11.30.2009

OS VERDES ANOS


Sempre que volto ao meu bairro de infância, retomo minha crença na máquina do tempo.

Quase não vou ao meu bairro de infância. Além das recordações boas e más que surgem na minha frente (mesmo sem estarem fisicamente na minha frente), o que sempre me chama a atenção é encontrar as mesmas pessoas que faziam parte desta mesma infância fazendo exatamente a mesma coisa. E do mesmo jeito.

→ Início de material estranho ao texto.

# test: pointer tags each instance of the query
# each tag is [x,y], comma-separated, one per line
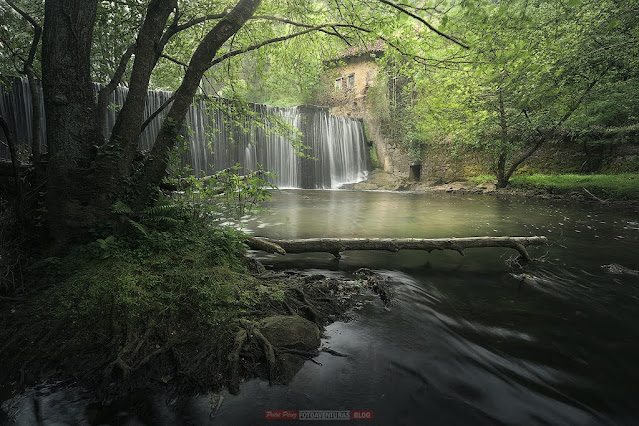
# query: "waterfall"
[219,137]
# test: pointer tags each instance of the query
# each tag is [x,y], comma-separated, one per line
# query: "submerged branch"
[337,245]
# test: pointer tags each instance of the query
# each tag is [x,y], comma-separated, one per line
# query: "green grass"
[624,185]
[620,186]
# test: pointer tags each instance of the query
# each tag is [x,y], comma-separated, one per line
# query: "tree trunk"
[337,245]
[69,102]
[126,132]
[155,167]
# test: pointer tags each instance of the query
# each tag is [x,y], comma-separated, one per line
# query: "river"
[464,342]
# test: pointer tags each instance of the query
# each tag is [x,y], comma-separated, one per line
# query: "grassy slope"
[117,314]
[621,186]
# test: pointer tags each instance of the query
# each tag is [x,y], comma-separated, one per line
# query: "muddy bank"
[270,341]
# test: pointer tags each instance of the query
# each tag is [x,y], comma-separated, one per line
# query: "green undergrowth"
[116,312]
[619,186]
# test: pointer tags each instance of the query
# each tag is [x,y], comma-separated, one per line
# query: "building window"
[350,82]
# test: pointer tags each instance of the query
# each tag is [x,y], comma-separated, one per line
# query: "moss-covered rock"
[291,332]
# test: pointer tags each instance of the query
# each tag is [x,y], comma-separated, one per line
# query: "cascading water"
[219,137]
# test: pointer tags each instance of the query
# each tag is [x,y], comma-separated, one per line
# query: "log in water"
[337,245]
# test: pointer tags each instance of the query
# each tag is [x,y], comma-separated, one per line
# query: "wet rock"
[291,332]
[616,269]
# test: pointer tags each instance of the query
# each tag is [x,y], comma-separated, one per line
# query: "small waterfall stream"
[221,134]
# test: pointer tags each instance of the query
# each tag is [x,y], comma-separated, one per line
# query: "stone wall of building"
[354,102]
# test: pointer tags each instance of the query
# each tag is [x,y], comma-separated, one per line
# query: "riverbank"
[185,311]
[614,191]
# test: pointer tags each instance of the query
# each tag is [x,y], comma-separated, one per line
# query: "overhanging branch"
[423,21]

Ainda está lá o depósito de doces onde me empanturrava de guloseimas e, não há como negar, causa maior dos diversos problemas odontológicos que tive na vida adulta. O letreiro ainda é o mesmo de 30 anos atrás, a disposição das bancadas também, e o mais incrível: os três funcionários, sempre gentis e atenciosos, também estão lá, apenas com o acréscimo de outro, mais jovem. Só faltou mesmo a bancada que ficava na frente com os pacotinhos de K-Suco, ideais para visitas inesperadas e com os quais fazíamos saborosos picolés nas compotas de cubos de gelo.

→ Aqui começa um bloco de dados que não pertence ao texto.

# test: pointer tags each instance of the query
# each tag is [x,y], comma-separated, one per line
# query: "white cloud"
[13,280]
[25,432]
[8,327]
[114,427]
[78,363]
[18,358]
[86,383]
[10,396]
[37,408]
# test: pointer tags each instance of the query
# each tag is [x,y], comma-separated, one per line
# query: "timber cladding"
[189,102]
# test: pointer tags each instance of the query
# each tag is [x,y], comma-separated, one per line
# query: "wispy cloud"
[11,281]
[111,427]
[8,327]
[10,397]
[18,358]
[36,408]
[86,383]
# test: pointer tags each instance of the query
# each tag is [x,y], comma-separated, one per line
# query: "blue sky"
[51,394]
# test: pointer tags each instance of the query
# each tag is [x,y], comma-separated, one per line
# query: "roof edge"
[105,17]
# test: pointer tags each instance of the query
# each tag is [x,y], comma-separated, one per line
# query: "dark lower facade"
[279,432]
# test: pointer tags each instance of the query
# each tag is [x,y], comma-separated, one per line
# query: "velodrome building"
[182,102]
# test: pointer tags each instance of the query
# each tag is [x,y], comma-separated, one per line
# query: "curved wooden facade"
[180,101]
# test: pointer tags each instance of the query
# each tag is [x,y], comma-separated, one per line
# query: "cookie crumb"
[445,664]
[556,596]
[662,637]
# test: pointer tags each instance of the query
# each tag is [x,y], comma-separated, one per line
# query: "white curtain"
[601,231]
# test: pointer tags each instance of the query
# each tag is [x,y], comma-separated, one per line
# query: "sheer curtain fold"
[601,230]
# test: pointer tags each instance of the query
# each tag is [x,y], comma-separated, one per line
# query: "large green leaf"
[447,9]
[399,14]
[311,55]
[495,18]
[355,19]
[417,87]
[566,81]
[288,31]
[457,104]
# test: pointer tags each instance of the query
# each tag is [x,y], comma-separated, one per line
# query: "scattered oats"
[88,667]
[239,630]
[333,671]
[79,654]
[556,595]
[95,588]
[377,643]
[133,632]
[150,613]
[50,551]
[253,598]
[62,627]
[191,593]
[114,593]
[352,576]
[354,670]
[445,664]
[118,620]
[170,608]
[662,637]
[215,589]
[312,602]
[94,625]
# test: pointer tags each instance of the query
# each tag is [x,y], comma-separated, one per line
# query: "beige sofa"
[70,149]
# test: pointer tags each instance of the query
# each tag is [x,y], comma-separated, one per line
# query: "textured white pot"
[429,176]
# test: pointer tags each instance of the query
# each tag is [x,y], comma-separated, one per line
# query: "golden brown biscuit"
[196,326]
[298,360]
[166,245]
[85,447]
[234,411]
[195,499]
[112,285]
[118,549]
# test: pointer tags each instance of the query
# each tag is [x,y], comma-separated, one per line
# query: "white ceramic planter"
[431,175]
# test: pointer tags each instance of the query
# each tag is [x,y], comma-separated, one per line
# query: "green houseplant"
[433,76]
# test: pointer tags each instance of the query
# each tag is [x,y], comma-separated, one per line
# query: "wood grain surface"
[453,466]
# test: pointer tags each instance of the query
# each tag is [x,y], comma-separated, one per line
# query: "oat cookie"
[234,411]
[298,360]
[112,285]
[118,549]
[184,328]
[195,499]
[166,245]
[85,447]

Embora hoje não ligue mais para doces (para sorte dos meus dentes), outro dia não resisti: entrei na loja, caminhei um pouco lá dentro, como se estivesse a escolher algo, e comprei alguma bobagem qualquer. Na hora de pagar, dei uma rápida, porém significativa, olhada no perfil dos funcionários. Eles não me reconheceram, e nem poderiam. Afinal, quando moleque, acho que nunca trocamos mais do que algumas palavras. Melhor assim, pois uma conversa banal, do tipo "e aí, quanto tempo, hein?", "está fazendo o quê?", "e seus pais?", "engordou, hein"? tiraria toda a magia do momento, que prosseguiu com um passeio, aqui e ali um reencontro, outros personagens marcantes, como o dono da banca de jornal, onde comprava muitas revistas em quadrinhos, o ponto final do ônibus em frente à minha casa, o barbeiro, com cadeira americana (e onde ainda corto o cabelo) e a mendiga Rubenita, já pela casa dos 60 e tantos, prova viva de que os anticorpos realmente protegem os que vivem nas ruas.

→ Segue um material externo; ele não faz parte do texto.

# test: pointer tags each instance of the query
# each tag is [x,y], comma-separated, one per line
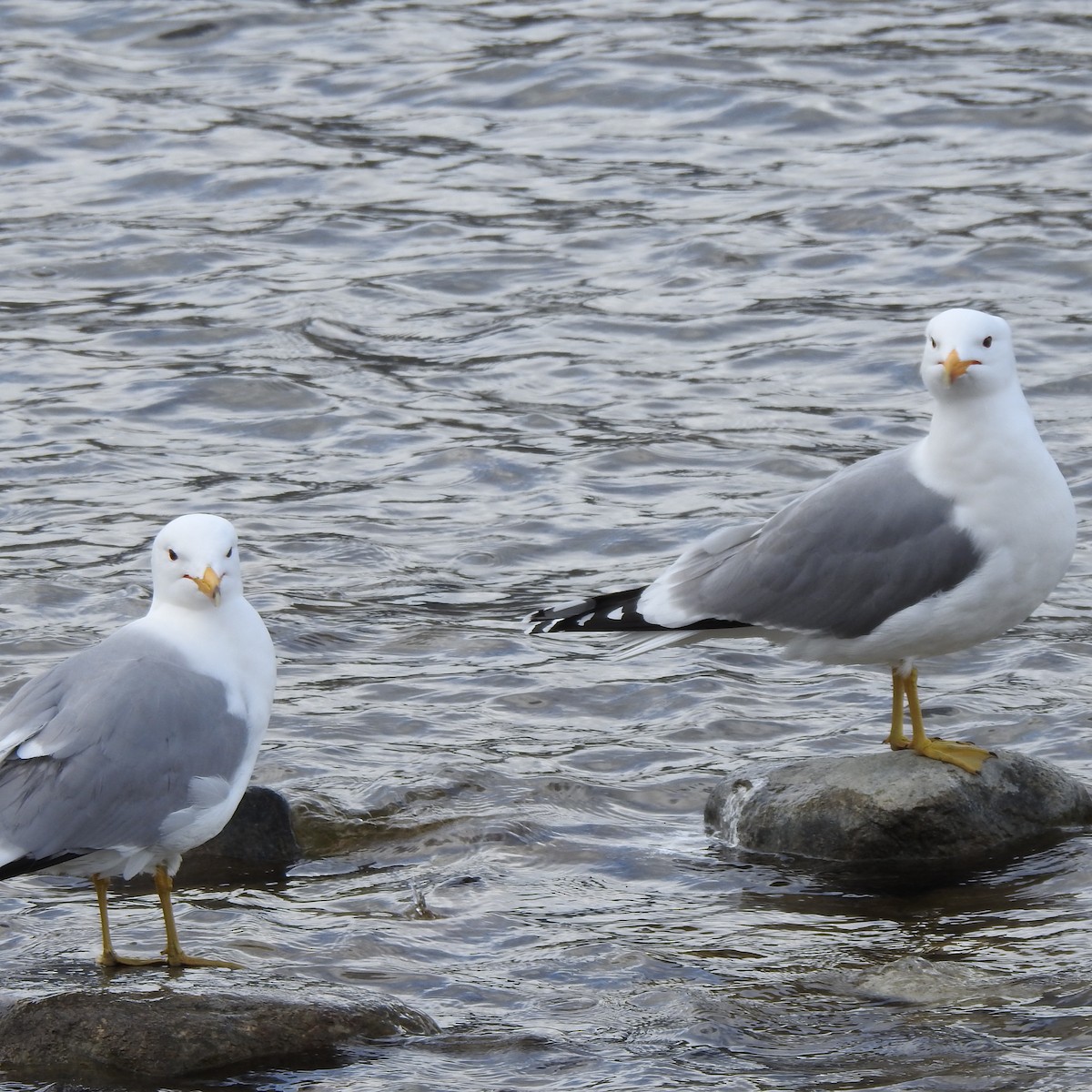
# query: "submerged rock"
[257,842]
[101,1036]
[898,809]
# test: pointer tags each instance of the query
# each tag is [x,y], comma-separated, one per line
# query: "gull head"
[196,562]
[967,353]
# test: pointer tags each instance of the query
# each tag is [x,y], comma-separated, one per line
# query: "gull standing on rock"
[124,757]
[923,551]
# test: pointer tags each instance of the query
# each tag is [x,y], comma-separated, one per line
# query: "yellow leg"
[896,740]
[174,953]
[966,756]
[109,956]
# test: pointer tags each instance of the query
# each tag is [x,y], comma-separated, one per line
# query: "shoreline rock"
[102,1036]
[895,814]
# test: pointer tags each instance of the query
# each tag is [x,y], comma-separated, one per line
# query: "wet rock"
[915,981]
[97,1036]
[898,809]
[258,842]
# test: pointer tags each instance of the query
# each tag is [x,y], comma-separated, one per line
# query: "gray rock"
[258,842]
[96,1036]
[899,812]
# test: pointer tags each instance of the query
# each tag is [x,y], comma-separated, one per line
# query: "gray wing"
[866,544]
[108,742]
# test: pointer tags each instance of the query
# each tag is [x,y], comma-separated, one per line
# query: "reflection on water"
[460,308]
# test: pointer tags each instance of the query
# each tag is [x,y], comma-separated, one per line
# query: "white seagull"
[915,552]
[135,751]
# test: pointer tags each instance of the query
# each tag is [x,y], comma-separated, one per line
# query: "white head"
[966,354]
[196,562]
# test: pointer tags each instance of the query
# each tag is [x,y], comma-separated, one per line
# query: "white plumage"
[121,758]
[915,552]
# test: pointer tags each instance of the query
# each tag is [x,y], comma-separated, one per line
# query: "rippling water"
[454,308]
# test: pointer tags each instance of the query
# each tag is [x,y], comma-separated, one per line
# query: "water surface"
[459,308]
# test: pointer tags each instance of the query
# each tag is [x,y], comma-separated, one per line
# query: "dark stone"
[103,1036]
[257,844]
[899,812]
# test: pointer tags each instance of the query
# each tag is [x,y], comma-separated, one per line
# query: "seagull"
[121,758]
[917,551]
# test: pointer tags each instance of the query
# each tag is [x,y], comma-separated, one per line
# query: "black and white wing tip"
[614,612]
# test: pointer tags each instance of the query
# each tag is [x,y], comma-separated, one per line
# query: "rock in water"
[102,1036]
[258,842]
[894,809]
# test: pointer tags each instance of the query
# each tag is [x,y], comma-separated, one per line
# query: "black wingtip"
[23,866]
[614,612]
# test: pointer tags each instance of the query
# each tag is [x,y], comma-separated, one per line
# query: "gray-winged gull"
[124,757]
[913,552]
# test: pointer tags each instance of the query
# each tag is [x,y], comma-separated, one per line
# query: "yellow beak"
[956,367]
[208,583]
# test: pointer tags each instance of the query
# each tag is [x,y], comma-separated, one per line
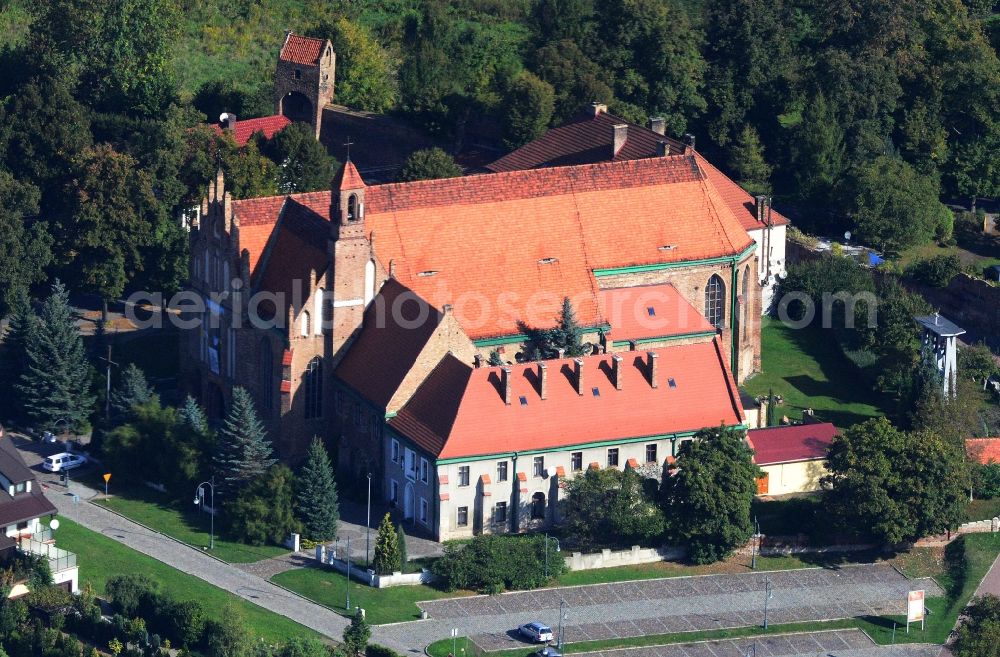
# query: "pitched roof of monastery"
[388,344]
[459,411]
[800,442]
[509,246]
[243,130]
[650,311]
[301,50]
[588,139]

Quando me deparo fisicamente com lugares e personagens vivos de algum lugar do passado, percebo que a máquina do tempo é uma invenção totalmente possível de se realizar apenas na memória. Tudo atinge uma outra dimensão, que pode ser agradável ou frustante. Se somos felizes, se conseguimos concretizar pelo menos parte do que planejamos ou sonhamos, este pequeno regresso não deve nos afetar, pelo menos assim acredito. Mas se levamos uma vida frustrante, a falar coisas do tipo "pô, tive tanto tempo pra escolher o que fazer", aí a melancolia assume o papel de protagonista, forçando a busca por uma conjunção tempo-espaço qualquer - um caminho, uma fresta onde dê para interferir nas escolhas que fizemos nos "verdes anos", como diria José Lins do Rego, um autor que fez das memórias da infância passada no engenho do avô matéria-prima para alguns de seus melhores romances.

A impressão que tenho nestas viagens ao bairro de infância às vezes é tão real que chego a acreditar que, ao virar a esquina, ainda vou encontrar a mim mesmo, andando de biciclieta monark-monareta verde, jogando bola na rua de paralelepípedos ao meio-dia (e arrebentando o dedão, às vezes), ou entrando no jatão, o brinquedo mais popular do parque IV centenário.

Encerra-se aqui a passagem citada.